What it means for the companies burning billions

Every hyperscaler's roadmap assumes the concrete gets poured on time. Meta lifted its full-year 2026 capex outlook to $125 billion to $145 billion, citing higher component pricing and additional data center costs tied to future capacity. That spending is supposed to buy independence from suppliers like Google. But the timing is the trap. It gives Meta room to keep building, but it does not erase near-term dependence. More owned data centers later do not solve a model-capacity shortage today.
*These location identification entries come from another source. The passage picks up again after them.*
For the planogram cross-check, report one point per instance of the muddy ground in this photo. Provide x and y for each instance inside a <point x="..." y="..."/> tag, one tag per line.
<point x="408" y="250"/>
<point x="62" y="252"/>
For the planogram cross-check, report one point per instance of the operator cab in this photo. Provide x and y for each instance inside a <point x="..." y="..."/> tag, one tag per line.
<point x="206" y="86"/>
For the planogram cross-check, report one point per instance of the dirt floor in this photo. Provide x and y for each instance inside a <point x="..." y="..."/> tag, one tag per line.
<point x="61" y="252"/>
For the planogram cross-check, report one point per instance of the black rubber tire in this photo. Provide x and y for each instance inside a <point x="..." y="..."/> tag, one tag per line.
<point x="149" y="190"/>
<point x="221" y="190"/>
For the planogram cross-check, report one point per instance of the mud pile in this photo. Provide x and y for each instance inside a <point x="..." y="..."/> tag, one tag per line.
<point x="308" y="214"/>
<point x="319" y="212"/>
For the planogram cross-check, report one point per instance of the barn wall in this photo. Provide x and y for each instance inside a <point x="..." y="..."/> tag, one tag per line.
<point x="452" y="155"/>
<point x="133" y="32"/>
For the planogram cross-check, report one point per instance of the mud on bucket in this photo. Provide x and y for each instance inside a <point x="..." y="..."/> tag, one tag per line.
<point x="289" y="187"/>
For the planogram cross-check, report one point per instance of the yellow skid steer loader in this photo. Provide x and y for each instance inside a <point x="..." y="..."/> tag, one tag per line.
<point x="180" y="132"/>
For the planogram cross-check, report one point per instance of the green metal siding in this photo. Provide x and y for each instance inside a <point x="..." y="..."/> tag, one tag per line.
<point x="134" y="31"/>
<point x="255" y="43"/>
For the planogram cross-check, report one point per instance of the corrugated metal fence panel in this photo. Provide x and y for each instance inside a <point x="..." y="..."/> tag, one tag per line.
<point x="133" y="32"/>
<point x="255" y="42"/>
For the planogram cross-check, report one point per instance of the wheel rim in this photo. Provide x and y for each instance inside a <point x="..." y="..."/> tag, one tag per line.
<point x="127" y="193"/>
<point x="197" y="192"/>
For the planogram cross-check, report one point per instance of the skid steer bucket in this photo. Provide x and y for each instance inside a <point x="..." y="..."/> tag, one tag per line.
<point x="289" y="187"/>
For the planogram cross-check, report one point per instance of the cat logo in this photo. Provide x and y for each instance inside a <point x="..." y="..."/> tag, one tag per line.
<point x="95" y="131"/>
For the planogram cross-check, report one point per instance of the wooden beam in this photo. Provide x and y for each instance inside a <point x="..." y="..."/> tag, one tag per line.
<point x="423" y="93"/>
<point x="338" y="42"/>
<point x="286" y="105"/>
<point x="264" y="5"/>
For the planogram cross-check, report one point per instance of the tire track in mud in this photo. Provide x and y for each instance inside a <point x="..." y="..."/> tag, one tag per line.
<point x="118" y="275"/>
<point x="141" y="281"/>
So the ledger reads like this. Demand is real and paid for years in advance. Money is not the bottleneck. The bottleneck is grid power, transformers, and the multi-year physics of pouring concrete and wiring substations, none of which respond to a bigger checkbook on any useful timeline. The typical data center takes 18 to 24 months to build once permits are secured.

The bears calling this a bubble are measuring the wrong quantity. But that doesn't make the optimists right either, because the optimists are pricing in capacity that, by the industry's own construction data, may not exist when the roadmaps need it. Google rationing Meta isn't the sound of a bubble bursting. It's the sound of demand hitting a wall that gets taller for at least another two years.